The real life story of Domino Harvey is an amazing tale. The daughter of a Hollywood actor and a former supermodel, Harvey chose to live the wild and dangerous life that her parents’ wealth could afford her. She was thrown out of schools, got involved with drugs, might or might not have had a modeling career, ran a London night club, worked as a ranch hand, became a firefighter, worked as a Los Angeles bounty hunter, was arrested for drug possession, and eventually died this past summer of an accidental overdose of the pain killer Fentanyl. Harvey was only 35. Her life reads like a blockbuster Hollywood screenplay.
“Domino” screenwriter Richard Kelly (“Donnie Darko”) and director Tony Scott (“Top Gun”) apparently do not think so.
In “Domino” Scott and Kelly have decided to create a movie around Harvey rather than a movie about her. Sure, the Harvey character, played by Keira Knightley, is still a bounty hunter and daughter of the late actor Laurence Harvey and former supermodel Pauline Stone. She is still a problem child who loves guns, drugs and violence and whose mother remarries one of the founders of the “Hard Rock Café” restaurant chain. She still lives life to its limits and never backs down from dangerous situations. But this movie is not about her, it is a convoluted story involving an armored truck robbery and containing plot elements that include: a sick little girl, reality television, a love triangle, the mafia, “Beverly Hills 90210,” Tom Waits, an Afghanistan freedom movement, a Las Vegas casino, bounty hunting and everything else that Kelly and Scott could pull out of their collective asses. This movie is an utter mess.
The film’s narrative works as an odd mix of flashbacks, narrations, and the present time. The film’s story is narrated by Harvey during her interrogation by FBI agent Taryn Miles (Lucy Liu). Harvey tells Miles how she became a bounty hunter and why the armored truck robbery went wrong. During the course of the narrative the audience is introduced to an assortment of quirky, generic and asinine characters, who only help to push along the film’s already dim-witted story. Such characters include: Ed (Mickey Rourke) and Choco (Edgar Ramirez), Harvey’s bounty hunter partners; Mark Heiss (Christopher Walken) a reality television creator and his secretary Kimmie (Mena Suvari); Lateesha (Mo’Nique Imes-Jackson) a DMV teller and self proclaimed “blacktino;” and boundless others, including a handful of awkward cameos by music and television personalities.
There are many problems with “Domino” but perhaps the most glaring is the movie’s inability to narrow its focus on one subject. This movie wants to make a statement about everything from reality television and fame to loneliness and the inability to cope with death. This movie is more sporadic and less on the mark than a drunk game of darts. It aims to be about everything and anything. It lacks focus and coherency, it is lost within itself.

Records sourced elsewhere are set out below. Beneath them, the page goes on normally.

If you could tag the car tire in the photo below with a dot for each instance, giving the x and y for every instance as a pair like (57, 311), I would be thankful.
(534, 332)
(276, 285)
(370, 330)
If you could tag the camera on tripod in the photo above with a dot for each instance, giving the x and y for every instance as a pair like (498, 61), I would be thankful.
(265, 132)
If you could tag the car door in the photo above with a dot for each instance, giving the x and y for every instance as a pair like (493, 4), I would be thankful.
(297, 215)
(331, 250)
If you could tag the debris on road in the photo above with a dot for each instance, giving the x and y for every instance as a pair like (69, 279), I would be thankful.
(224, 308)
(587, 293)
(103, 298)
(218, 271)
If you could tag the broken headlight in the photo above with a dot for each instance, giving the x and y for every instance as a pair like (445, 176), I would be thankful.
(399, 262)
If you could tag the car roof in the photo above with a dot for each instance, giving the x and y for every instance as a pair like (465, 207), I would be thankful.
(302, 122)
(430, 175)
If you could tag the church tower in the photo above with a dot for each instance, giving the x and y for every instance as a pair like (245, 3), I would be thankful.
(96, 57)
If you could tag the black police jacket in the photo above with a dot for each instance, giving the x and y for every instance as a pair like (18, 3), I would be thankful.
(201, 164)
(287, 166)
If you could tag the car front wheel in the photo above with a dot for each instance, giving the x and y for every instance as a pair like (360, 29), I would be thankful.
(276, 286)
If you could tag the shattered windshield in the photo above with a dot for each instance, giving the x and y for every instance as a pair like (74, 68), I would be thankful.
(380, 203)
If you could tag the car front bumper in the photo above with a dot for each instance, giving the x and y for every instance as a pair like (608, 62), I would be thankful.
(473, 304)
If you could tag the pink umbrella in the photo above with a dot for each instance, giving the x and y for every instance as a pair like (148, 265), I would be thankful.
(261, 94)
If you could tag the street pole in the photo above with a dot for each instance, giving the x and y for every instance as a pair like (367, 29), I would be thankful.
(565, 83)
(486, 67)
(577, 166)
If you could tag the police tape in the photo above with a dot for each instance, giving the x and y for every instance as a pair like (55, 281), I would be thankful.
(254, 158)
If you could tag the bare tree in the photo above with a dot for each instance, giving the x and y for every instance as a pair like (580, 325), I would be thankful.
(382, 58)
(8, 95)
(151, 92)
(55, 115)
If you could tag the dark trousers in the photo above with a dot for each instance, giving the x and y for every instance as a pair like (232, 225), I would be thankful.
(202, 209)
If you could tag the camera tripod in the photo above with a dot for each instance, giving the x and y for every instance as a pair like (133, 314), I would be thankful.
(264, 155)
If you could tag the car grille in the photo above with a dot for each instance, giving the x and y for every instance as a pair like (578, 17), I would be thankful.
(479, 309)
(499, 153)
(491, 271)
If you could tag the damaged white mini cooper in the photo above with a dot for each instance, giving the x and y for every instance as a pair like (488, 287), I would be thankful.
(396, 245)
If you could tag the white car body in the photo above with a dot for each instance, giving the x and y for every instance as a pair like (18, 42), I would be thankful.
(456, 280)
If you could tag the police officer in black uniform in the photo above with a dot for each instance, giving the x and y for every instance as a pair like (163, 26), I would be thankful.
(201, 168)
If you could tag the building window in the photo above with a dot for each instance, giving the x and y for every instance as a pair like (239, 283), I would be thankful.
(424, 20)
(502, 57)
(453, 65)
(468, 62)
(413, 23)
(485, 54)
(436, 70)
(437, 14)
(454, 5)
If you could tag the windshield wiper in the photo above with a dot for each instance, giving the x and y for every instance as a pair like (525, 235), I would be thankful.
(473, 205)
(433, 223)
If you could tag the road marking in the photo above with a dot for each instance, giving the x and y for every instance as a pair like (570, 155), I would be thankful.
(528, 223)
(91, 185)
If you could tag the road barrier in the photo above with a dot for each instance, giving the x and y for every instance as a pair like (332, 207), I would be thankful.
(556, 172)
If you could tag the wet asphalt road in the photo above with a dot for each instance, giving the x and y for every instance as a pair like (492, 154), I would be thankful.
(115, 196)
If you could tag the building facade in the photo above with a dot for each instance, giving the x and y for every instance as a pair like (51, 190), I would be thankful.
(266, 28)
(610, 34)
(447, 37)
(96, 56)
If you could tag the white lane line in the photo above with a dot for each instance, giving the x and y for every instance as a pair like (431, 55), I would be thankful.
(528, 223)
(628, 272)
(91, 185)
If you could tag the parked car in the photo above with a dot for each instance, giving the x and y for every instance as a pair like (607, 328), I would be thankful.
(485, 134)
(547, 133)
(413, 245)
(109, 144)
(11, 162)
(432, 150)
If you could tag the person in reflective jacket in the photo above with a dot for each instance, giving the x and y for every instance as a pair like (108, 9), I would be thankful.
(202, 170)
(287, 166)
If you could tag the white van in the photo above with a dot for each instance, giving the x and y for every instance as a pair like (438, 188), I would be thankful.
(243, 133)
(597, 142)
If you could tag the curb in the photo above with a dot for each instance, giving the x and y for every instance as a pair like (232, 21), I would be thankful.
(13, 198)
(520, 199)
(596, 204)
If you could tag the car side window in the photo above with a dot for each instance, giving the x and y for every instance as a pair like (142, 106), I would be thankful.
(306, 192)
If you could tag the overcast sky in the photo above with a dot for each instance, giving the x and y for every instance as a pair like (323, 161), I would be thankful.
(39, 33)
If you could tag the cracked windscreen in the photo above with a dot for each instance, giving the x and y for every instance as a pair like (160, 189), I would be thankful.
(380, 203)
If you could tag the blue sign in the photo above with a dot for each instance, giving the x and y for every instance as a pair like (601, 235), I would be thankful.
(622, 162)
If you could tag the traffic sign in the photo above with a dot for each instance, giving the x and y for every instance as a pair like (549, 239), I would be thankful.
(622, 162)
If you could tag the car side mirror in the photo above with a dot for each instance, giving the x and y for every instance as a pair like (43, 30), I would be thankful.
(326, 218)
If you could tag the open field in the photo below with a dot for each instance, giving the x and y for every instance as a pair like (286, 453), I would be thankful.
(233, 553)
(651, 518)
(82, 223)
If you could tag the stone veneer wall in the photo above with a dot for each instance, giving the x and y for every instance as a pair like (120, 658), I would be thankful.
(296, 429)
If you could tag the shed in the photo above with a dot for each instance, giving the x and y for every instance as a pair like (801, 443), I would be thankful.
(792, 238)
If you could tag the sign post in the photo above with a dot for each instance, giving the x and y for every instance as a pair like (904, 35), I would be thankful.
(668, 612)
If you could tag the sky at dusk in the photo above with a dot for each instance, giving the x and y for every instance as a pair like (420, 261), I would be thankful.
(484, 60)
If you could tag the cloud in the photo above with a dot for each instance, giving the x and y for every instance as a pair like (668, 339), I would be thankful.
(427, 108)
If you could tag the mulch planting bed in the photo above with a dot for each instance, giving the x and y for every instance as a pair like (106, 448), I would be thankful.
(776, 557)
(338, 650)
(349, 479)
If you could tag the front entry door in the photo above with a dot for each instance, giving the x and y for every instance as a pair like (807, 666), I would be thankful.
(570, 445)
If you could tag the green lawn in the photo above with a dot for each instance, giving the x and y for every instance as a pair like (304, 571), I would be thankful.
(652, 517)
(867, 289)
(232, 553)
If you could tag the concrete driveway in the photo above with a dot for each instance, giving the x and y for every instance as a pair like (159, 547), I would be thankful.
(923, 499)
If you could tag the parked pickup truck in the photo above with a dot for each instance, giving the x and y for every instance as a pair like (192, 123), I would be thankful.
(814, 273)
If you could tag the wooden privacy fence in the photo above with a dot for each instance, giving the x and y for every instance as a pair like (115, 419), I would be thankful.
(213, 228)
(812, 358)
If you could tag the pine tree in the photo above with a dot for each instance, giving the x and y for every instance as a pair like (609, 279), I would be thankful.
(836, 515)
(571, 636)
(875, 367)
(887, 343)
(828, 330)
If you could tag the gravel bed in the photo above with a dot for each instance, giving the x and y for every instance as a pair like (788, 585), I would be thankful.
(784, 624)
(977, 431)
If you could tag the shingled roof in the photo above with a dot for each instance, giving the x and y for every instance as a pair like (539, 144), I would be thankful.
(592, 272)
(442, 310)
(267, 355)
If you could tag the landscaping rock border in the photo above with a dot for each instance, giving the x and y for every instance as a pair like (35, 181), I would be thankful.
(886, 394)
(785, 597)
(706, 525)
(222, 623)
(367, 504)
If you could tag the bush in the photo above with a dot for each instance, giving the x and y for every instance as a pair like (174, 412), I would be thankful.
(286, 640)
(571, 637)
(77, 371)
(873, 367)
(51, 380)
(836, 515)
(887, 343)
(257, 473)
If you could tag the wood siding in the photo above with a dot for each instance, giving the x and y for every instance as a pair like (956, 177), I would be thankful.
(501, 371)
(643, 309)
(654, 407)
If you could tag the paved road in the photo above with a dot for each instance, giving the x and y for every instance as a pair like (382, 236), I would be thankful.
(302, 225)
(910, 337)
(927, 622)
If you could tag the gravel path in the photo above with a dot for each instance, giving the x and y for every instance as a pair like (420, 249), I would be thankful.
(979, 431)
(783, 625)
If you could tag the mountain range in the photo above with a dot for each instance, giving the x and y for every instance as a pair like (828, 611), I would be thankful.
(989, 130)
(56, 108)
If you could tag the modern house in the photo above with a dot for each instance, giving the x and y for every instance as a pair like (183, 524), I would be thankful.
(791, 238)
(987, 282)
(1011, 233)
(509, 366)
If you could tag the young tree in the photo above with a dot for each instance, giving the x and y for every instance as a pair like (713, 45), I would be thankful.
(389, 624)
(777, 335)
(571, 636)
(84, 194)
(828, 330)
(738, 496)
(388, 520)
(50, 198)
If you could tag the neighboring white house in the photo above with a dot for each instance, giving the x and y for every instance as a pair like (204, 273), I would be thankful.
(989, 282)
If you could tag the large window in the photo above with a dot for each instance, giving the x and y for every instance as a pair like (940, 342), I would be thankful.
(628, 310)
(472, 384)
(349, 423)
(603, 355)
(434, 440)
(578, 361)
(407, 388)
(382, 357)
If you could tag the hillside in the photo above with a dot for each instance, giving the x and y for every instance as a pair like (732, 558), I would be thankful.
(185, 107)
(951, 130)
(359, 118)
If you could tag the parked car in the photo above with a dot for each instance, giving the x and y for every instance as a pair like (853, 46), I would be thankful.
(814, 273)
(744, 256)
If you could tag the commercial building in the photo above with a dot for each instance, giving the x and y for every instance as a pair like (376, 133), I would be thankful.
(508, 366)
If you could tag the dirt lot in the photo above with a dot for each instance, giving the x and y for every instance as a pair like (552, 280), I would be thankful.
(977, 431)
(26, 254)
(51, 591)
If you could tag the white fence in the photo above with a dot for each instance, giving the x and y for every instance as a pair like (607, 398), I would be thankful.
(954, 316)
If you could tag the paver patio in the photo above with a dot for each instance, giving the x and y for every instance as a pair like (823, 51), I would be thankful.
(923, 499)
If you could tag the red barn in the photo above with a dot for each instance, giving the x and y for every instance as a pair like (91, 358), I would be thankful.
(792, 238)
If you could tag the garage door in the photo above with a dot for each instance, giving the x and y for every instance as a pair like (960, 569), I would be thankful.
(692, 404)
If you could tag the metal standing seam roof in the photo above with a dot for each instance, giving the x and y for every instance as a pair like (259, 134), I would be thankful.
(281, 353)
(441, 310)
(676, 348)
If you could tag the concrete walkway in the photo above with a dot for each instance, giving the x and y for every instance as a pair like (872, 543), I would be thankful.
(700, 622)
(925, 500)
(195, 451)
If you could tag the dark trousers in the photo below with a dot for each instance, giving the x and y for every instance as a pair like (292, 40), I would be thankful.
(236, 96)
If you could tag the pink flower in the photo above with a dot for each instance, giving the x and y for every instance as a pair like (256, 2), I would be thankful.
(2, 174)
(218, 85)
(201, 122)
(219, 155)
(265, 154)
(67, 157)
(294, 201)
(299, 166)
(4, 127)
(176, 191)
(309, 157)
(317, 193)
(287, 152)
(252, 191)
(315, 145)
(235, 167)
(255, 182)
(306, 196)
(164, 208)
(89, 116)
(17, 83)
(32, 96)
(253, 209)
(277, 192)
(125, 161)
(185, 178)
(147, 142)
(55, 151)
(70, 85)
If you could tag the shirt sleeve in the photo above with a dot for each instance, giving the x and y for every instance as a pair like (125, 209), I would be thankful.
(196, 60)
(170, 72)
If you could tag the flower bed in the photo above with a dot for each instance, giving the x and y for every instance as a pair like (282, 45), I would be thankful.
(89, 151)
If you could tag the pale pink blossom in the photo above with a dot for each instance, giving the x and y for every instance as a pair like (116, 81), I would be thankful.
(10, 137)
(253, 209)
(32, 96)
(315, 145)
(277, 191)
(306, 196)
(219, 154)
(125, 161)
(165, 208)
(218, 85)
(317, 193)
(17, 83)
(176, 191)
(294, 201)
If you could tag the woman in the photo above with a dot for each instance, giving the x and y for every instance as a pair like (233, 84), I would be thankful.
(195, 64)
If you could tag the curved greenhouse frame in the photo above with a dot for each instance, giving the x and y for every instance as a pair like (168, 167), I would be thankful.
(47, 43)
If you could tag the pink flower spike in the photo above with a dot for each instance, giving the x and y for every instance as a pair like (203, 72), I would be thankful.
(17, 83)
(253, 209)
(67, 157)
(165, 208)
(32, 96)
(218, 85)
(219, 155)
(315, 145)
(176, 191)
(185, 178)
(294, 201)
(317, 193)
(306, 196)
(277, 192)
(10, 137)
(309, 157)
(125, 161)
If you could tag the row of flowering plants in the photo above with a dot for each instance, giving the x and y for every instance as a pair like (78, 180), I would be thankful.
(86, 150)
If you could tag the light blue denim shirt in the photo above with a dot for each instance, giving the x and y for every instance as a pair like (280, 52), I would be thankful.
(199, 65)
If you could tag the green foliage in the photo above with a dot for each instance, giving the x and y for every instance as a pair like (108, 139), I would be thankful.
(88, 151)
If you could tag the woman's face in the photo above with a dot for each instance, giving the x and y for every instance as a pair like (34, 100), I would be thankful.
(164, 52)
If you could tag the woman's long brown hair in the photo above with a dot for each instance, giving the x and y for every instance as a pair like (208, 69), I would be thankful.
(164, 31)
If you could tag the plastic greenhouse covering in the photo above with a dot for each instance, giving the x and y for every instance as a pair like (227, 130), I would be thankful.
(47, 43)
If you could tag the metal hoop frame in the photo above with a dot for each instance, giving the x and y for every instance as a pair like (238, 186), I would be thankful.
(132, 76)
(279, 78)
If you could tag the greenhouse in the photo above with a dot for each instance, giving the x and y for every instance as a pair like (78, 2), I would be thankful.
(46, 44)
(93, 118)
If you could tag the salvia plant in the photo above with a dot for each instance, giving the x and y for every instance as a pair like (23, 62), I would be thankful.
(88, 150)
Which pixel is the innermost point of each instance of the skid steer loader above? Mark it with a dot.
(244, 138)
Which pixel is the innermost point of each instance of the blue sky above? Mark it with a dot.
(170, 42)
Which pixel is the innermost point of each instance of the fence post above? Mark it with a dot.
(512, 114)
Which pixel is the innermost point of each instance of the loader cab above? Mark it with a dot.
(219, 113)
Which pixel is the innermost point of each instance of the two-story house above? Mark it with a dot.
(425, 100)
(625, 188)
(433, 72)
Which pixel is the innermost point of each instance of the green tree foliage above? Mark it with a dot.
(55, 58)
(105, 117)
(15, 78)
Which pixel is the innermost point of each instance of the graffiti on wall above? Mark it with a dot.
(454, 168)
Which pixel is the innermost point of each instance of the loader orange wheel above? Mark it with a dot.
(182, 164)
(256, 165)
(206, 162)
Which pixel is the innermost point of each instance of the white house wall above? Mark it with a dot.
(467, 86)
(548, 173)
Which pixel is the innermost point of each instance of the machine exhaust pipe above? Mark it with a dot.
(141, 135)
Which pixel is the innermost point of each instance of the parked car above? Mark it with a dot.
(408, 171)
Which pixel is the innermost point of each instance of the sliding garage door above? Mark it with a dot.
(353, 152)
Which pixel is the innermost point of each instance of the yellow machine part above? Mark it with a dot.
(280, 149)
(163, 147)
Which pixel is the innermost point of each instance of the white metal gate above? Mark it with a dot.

It is apparent that both Kelly and Scott have no idea what this film is about, perhaps that is why Scott uses a truck load of visual and audio gimmicks to keep the audience interested in the film. His use of different film filters and stocks, editing styles, special effects, and ridiculous shooting locations combined with the film’s annoying soundtrack is enough to give even a comatose patient a seizure. The direction is worse than the story. In fact the only good thing about this film is the acting of Rourke and Walken, who make any scene that they are in more than bearable to watch. With Ed, the audience is treated to the classic “bad ass” character Rourke plays so well and as Heiss, Walken amuses everyone in the theater with his vintage goofball persona. It is a shame that both men are only given limited screen time.
“Domino” is a train wreck of a movie. It sucks harder than a Shop-Vac. It takes the concept of style over substance seriously and uses the adage to bludgeon its audience with ridiculous visuals and an aggressively terrible story. It is mesmerizing that the real Domino Harvey agreed and even helped create this movie. She picked songs used in the soundtrack and even OK’d the film’s script. This is sad, because this film makes a mockery of her life.